Trail Blazers Get a Reminder of What Ben Simmons Should Be
The enigmatic Nets star looked a lot more like himself in Portland on Thursday.
The Nets are so dysfunctional for other reasons right now that the presence of Ben Simmons has been an afterthought. On Thursday, the Trail Blazers—and the NBA—got a reminder of what he's supposed to be.
First, the weird part: Simmons checked into the game with around five minutes left in the first quarter and was greeted by a loud chorus of boos. The boos picked up again the first time he touched the ball, a possession that ended in him scoring easily.
Why this crowd felt compelled to boo Simmons so strongly, I couldn't tell you. He has no history with this team, other than a year of online speculation about trades involving CJ McCollum. Maybe there are more Philadelphia transplants in Portland than I realized. Land wherever you want to on the way things ended for Simmons with the Sixers, but you'd understand that kind of reaction for him there. Here?
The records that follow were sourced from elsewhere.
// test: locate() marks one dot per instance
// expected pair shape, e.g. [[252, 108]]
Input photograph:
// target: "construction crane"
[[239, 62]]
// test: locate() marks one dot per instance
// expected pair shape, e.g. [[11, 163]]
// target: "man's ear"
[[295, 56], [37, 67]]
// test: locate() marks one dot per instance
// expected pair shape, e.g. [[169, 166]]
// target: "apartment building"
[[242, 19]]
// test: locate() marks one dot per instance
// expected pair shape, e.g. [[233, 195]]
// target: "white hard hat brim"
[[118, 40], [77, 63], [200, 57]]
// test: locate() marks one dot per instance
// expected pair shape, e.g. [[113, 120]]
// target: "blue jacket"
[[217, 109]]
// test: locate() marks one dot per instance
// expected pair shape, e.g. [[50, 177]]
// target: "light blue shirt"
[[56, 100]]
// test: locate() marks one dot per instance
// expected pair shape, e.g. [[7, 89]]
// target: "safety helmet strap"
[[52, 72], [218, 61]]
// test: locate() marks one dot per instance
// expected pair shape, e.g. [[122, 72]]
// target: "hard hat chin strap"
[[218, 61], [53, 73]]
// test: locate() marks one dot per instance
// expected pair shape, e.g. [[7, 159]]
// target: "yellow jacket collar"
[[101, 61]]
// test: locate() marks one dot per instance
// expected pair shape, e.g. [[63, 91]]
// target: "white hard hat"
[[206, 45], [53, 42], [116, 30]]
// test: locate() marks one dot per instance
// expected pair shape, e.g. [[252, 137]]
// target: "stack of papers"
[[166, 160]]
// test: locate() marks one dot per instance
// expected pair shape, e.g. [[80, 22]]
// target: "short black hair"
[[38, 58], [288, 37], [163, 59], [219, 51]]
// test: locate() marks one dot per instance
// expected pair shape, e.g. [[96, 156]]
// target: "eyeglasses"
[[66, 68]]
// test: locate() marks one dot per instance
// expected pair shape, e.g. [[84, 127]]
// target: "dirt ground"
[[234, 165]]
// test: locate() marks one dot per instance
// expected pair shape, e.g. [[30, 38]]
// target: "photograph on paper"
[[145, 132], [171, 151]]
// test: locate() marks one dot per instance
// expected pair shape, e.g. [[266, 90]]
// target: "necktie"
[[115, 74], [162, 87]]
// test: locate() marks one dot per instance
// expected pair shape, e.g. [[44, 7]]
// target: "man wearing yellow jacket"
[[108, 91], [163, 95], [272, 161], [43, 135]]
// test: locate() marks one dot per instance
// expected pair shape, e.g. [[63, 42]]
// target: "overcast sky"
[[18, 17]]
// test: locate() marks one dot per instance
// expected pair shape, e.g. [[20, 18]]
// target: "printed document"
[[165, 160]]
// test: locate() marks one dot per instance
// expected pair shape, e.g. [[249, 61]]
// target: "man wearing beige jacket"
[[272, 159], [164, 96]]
It's tough to say what that was about.
What was even more surprising than the reaction, given how his first season in Brooklyn has gone so far, was what happened when he entered the game. For the first time since at least the 2021 playoffs and maybe longer, he looked like Ben Simmons, the former No. 1 overall pick, a uniquely impactful defender and playmaker. And the Nets team around him looked like the kind of group best suited to utilize his skillset and cover up his weaknesses.
Simmons fouled out late in the fourth quarter, but he finished with 15 points on a perfect 6-for-6 shooting, all at the rim, along with 13 rebounds, seven assists, a block and only one turnover. Maybe Portland will be ground zero for Simmons getting his groove back. As an NBA fan, it would be nice to have that bizarre saga in the rear-view mirror.
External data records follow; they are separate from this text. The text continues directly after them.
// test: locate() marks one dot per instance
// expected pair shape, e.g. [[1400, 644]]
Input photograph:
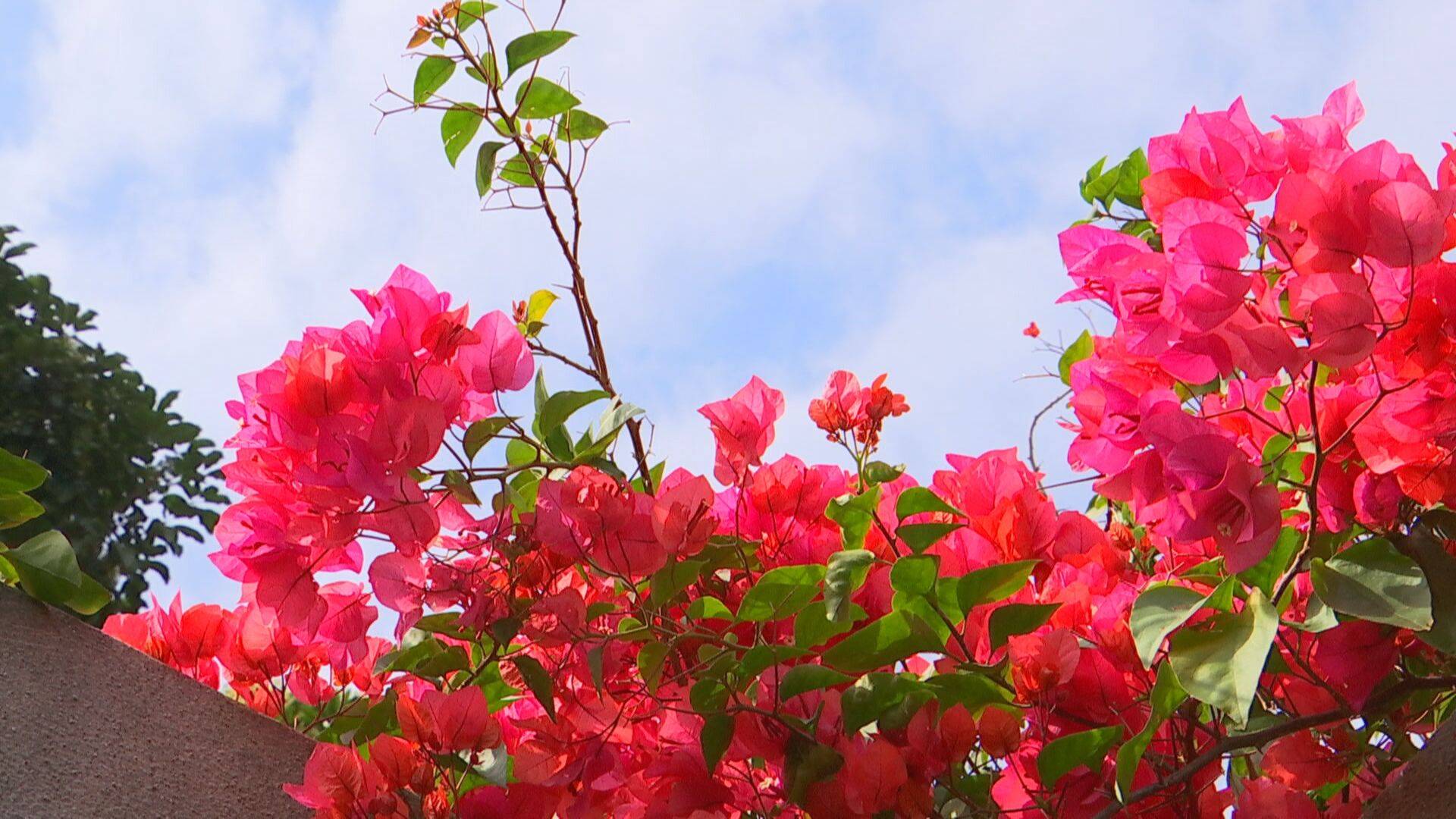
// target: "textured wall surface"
[[93, 729]]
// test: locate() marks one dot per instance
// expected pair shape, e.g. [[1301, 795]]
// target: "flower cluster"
[[1270, 430]]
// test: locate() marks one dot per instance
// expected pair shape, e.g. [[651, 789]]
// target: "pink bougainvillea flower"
[[743, 428], [447, 723]]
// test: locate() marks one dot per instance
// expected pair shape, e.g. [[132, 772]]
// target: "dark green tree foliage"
[[130, 480]]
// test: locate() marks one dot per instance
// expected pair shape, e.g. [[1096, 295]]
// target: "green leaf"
[[579, 126], [717, 738], [1440, 575], [1078, 350], [472, 12], [1375, 582], [708, 608], [517, 171], [1065, 754], [1164, 700], [1269, 570], [457, 127], [1092, 175], [915, 575], [880, 472], [921, 537], [538, 305], [481, 433], [808, 678], [431, 74], [921, 499], [813, 626], [650, 664], [887, 640], [1131, 172], [993, 583], [485, 165], [530, 47], [855, 515], [846, 573], [47, 569], [762, 657], [563, 404], [673, 577], [542, 99], [1018, 618], [967, 689], [18, 474], [1220, 664], [781, 592], [1156, 613], [541, 682]]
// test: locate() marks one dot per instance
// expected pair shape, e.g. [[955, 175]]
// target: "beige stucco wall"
[[93, 729]]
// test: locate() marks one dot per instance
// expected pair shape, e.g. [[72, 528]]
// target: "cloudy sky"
[[801, 187]]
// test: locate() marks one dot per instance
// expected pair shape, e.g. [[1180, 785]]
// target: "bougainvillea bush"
[[1257, 610]]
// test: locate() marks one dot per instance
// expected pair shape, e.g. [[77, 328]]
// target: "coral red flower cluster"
[[846, 409], [1267, 423]]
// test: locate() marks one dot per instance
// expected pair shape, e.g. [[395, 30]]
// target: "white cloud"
[[209, 178]]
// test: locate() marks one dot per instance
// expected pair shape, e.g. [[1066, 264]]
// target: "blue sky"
[[801, 186]]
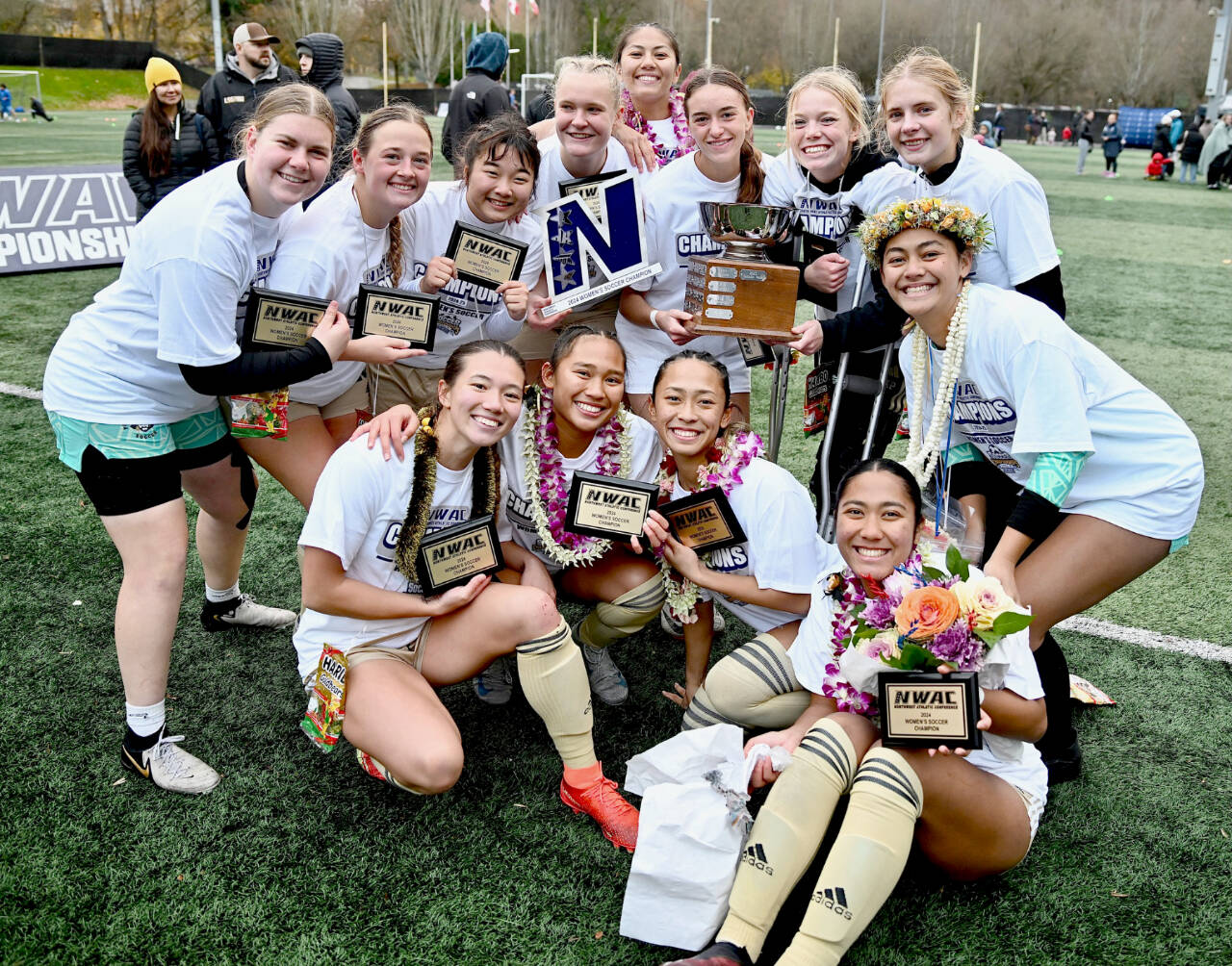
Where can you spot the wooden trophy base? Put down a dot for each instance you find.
(742, 297)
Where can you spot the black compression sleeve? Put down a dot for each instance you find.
(1046, 289)
(875, 323)
(259, 371)
(1034, 515)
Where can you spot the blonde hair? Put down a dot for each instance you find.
(592, 65)
(362, 141)
(844, 87)
(287, 99)
(928, 65)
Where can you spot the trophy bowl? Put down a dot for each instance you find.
(746, 231)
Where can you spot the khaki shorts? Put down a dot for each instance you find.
(539, 343)
(344, 405)
(391, 385)
(409, 653)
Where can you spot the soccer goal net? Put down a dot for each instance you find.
(22, 86)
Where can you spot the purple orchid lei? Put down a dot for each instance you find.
(549, 487)
(634, 118)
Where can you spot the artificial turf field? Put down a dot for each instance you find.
(297, 856)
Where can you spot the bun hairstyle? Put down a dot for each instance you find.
(928, 65)
(570, 335)
(752, 176)
(496, 137)
(289, 99)
(880, 465)
(362, 143)
(590, 65)
(845, 88)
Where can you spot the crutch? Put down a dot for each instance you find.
(860, 386)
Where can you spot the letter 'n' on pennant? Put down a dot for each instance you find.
(601, 220)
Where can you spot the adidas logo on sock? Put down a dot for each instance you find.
(833, 899)
(756, 855)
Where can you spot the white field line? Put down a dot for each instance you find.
(25, 392)
(1082, 624)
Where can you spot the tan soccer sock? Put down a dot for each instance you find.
(755, 686)
(787, 833)
(865, 863)
(625, 616)
(553, 679)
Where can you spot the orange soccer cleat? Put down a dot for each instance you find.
(602, 801)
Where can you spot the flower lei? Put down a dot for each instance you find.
(634, 118)
(922, 453)
(722, 469)
(546, 487)
(852, 597)
(485, 487)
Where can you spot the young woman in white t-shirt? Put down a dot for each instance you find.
(726, 166)
(391, 163)
(998, 382)
(500, 163)
(576, 422)
(764, 580)
(972, 813)
(132, 392)
(832, 176)
(586, 97)
(361, 594)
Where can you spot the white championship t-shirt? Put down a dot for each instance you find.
(673, 233)
(192, 260)
(992, 184)
(830, 215)
(645, 457)
(356, 514)
(813, 648)
(469, 311)
(1032, 385)
(783, 551)
(355, 253)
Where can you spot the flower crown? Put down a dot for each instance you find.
(937, 215)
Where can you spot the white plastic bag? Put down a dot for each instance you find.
(690, 833)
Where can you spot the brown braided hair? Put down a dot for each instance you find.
(362, 143)
(752, 176)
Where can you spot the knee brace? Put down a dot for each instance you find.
(625, 616)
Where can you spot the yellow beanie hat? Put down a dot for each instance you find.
(159, 70)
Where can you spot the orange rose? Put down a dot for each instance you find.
(927, 611)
"People have been giving him a hard time, but he's capable of having those types of games," Damian Lillard said. "He can have that type of impact. Tonight, he came out in the first half and went 4-for-4, he was feeling good about himself. When you let a guy feel good about himself, he can have that kind of game, especially a talented player. If you let him start believing and get comfortable, he can make it tough for you."
All night, Simmons bothered Lillard and kept him from getting to his spots. Lillard continued to pick his spots as a playmaker on an off shooting night, but shot just 8-for-24 from the field and 3-of-12 from three-point range.
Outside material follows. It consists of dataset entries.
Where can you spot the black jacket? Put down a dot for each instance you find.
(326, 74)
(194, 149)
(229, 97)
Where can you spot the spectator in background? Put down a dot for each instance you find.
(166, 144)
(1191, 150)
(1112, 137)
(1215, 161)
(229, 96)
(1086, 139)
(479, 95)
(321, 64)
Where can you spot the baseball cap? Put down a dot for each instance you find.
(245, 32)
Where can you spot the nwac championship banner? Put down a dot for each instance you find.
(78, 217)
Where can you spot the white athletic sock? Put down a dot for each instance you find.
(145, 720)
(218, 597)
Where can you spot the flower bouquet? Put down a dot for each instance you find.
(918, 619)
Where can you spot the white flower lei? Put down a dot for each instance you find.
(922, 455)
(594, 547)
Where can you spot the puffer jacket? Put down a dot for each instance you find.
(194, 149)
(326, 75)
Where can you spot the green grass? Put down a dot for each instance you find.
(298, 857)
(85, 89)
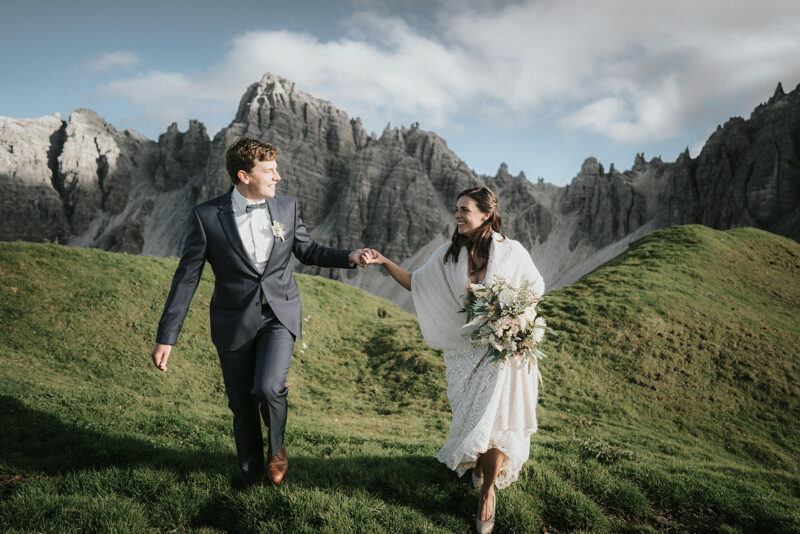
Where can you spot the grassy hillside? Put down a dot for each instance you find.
(670, 402)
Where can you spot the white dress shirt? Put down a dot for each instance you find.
(255, 229)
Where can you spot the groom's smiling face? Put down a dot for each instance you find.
(260, 182)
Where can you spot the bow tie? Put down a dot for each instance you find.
(252, 207)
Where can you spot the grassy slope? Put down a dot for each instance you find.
(670, 401)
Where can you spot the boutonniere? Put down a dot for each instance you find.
(277, 230)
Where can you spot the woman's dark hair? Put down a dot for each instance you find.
(478, 240)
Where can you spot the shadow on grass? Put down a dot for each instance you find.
(35, 444)
(33, 441)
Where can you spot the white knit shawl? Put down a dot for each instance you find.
(439, 289)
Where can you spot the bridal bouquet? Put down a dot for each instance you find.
(508, 324)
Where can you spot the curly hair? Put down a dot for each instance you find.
(243, 155)
(478, 240)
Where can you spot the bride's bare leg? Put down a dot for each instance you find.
(489, 464)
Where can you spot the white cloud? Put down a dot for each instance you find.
(628, 70)
(108, 61)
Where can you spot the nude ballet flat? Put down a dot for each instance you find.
(484, 527)
(477, 481)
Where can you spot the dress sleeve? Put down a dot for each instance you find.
(437, 308)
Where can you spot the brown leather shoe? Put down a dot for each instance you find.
(277, 466)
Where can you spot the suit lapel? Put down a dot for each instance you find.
(228, 223)
(272, 204)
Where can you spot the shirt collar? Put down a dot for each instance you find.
(239, 202)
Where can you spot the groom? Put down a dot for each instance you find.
(248, 236)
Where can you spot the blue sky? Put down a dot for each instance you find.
(539, 85)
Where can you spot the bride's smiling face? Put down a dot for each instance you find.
(468, 215)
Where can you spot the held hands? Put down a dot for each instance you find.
(372, 256)
(366, 256)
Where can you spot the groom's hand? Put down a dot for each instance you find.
(357, 257)
(160, 354)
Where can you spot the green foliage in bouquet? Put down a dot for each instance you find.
(506, 319)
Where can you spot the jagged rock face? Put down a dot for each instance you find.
(182, 157)
(88, 184)
(30, 206)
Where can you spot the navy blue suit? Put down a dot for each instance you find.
(255, 317)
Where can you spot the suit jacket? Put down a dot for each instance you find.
(239, 288)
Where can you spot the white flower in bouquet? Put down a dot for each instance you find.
(507, 296)
(506, 320)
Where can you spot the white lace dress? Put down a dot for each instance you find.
(493, 406)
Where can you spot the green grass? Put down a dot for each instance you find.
(670, 403)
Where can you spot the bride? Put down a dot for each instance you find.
(493, 405)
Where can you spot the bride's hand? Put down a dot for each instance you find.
(371, 255)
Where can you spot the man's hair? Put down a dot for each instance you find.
(243, 155)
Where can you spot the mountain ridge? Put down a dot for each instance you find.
(669, 402)
(119, 191)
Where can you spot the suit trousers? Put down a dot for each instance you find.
(255, 381)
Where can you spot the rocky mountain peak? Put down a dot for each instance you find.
(84, 182)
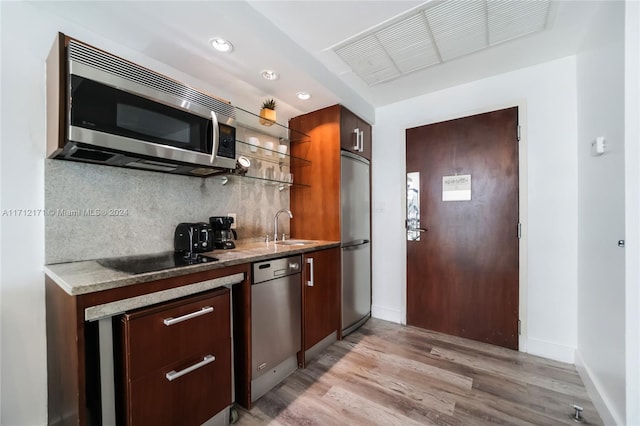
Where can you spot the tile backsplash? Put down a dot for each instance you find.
(98, 211)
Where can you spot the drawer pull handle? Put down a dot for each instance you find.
(171, 321)
(172, 375)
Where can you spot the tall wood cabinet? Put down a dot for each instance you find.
(355, 134)
(316, 208)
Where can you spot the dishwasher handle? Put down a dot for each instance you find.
(310, 280)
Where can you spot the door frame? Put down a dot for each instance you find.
(523, 209)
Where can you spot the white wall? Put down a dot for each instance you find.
(601, 213)
(632, 207)
(23, 345)
(549, 92)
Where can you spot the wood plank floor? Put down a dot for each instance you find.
(387, 374)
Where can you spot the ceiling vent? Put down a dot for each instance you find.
(437, 33)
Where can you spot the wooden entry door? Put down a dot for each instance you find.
(462, 258)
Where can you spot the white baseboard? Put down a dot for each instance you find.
(551, 350)
(593, 389)
(386, 314)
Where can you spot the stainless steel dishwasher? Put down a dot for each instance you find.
(276, 313)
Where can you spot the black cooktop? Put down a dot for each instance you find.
(153, 262)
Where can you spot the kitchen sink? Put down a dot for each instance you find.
(295, 242)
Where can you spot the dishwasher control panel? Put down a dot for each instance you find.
(271, 269)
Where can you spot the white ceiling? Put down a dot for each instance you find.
(295, 38)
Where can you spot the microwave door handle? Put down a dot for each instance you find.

Chauncey Billups got so frustrated with this newly effective version of Simmons that he deployed the Hack-a-Ben strategy on two straight possessions in the fourth quarter (Simmons made them pay by making three of the four free-throws).
"I felt like one, we wanted to break their rhythm, and two, Ben was struggling from the free-throw line," Billups said after the game when I asked him about it. "If it wasn't him, it was gonna be [Nic] Claxton. I was really upset at halftime, because going into the game, they had two guys that were shooting poorly from the free-throw line getting their way around the basket. Claxton was 4-for-5 in the first half, Ben Simmons was 4-for-4. And they weren't shooting jumpers. So how does that happen? We've got to be locked in and make them earn it. We did a better job in the second half, but by then, they were in a pretty decent rhythm."
The Blazers on Thursday shot 38.7 percent from the field, were outrebounded 47-37, outscored in the paint and in transition and got a combined 18-for-57 shooting performance from Lillard, Anfernee Simons and Jerami Grant—and still had a chance to tie or take the lead with less than a second remaining on a lob play that didn't work out. It's the kind of ugly game that they won against the Spurs on Tuesday, but the Spurs don't have Kevin Durant.
They play again in Brooklyn in just over a week. By then, Kyrie Irving will presumably be back. Who knows what that will do to the all-important vibes, but the Blazers are glad they're not in that position.
"They're going through a lot," Billups said before the game. "They're always going through a lot. It makes me thankful for our team, to be honest with you."